The Saints Options with Michael Thomas

The Saints announced today that wide receiver Michael Thomas was going to miss the rest of the regular season due to injury and now the questions are coming even faster about the Saints options with him in the future. Thomas will have missed 40 of the last 50 games played by the Saints due to injury as his body seems to have broken down following a four year run as one of the most prolific receivers in the NFL.

At this point Thomas’ contract is one of the worst in football. Thomas signed a five year extension with the team in 2019 and has earned just under $60 million in new money for those additional 10 games that he has played following what would have been the expiration of his rookie contract. Due to the Saints salary cap troubles the contract was restructured in each of the three years of the extension for immediate salary cap relief. That has the left the Saints with a $28.26 million salary cap charge in 2023 and $25.452 million in dead money that must be accounted for if he is released.

Given that there should be no reason for Thomas to return next year the Saints should have two options to consider, both resulting in a June 1 designation. I guess the first option is to discuss with Thomas if he wants to continue his NFL career or opt for retirement.  Given the number of injuries it is possible that he may want to step away from the game.  If that was the case the Saints would reduce his 2023 salary to the minimum ($1.165 million) which in turn would reduce his salary cap number from $28.26 million to $12.978 million, a savings of over $15 million. They would then carry Thomas as an active member of the roster until June 2nd at which point he would be placed on the retired list. His salary cap number would drop down to $11.813 million and the team would defer $13.639 million in dead money to 2024.

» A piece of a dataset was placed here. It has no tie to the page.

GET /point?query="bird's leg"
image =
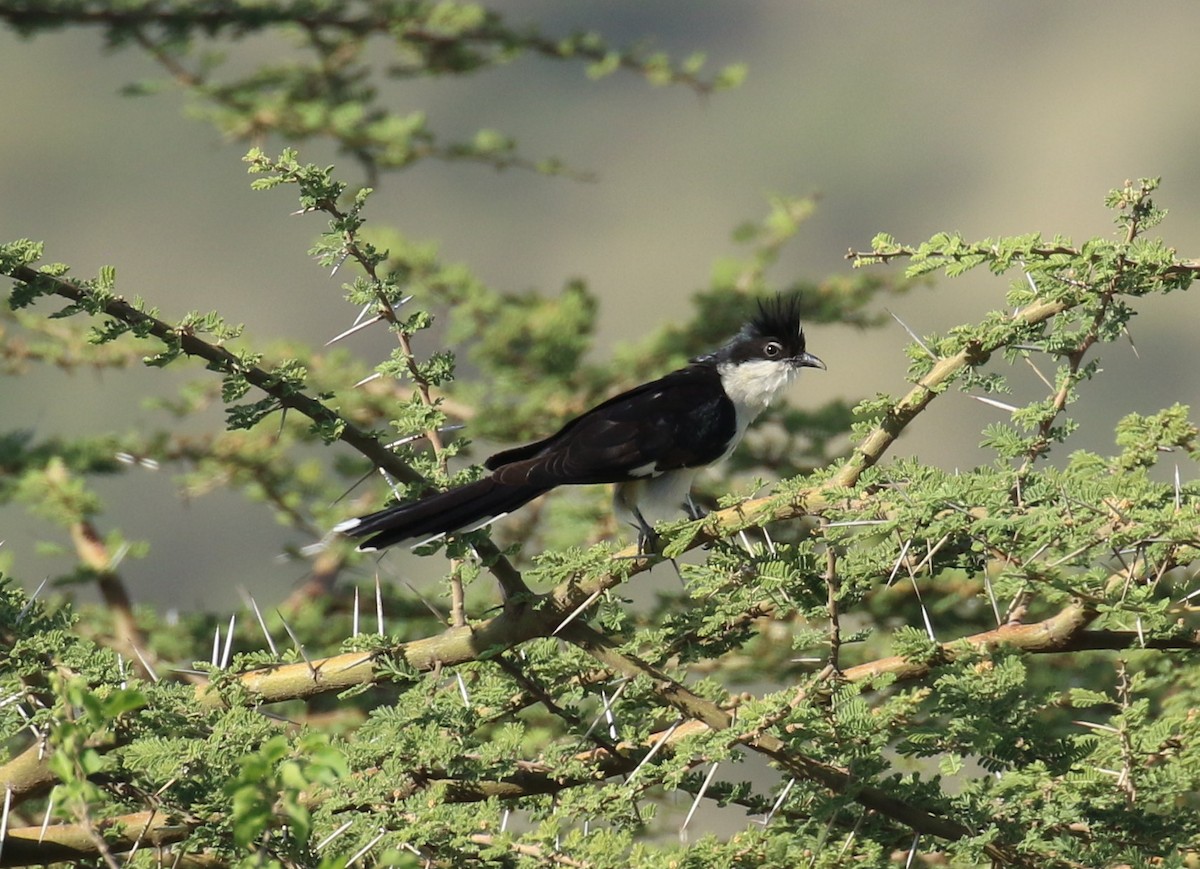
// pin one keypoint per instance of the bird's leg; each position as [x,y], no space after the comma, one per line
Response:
[648,540]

The second option deals with cutting Thomas. This would work the same as the option above except they would need to modify the 2023 salary prior to the end of the year. Given that Thomas may be eligible for the CBA injury protection benefit which is $2.05 million in 2023, I would assume that he would want a P5 that is equal to that number for 2023 to protect his eligibility to collect that if the injury does in fact end his career. Thomas, I believe, is also eligible for a 17th game check this year worth $902,000 which he would forfeit if he did this renegotiation so they would need to include that as a signing bonus in a new deal which would increase his 2022 cap number by about $180K.

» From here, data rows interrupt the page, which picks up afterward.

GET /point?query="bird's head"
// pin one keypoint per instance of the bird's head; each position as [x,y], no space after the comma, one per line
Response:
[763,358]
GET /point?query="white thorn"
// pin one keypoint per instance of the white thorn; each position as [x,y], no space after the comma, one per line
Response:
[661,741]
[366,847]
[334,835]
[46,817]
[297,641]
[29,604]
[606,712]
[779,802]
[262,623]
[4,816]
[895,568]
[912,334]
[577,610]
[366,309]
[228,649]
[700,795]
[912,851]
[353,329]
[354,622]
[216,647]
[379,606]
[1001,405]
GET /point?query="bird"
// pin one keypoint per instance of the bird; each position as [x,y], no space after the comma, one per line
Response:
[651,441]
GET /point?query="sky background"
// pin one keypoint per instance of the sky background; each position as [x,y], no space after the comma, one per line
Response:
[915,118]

Under this scenario Thomas’ cap number in 2023 would likely be $14.04 million and they could then designate him a post June 1 release. They would carry Thomas at that cap number until June 1 and on June 2nd it would reduce to $11.993 million (it would subsequently increase to $13.223 million if he did file for the injury protection benefit). The team would defer $14.36 million in dead money to 2024 in this case. If the Saints do not modify his contract before the end of this season then this option will no longer exist.

FWIW the team could also in the retirement scenario pay Thomas the injury protection money as a signing bonus. If they did that it would increase the 2023 dead money by $410,000 and the 2024 dead money by $1.64 million.

In the rare event that the team did want Thomas to return they would have to negotiate a pay cut with incentives that could make up some of the difference. Since Thomas basically did not play this year they can easily move money off the cap for 2023 by using per game playtime bonuses in lieu of salary since Thomas only played in three games in 2022. Given how few games he has played it would probably be best to just move on but this possibility could exist.

The Saints have to use one of these options with Thomas since the alternative, an immediate hit of $25.452 million in dead money, would be a disaster given their 2023 salary cap commitments. Likewise keeping him at his current salary for 2023 and doing another salary conversion for cap relief would also serve no purpose.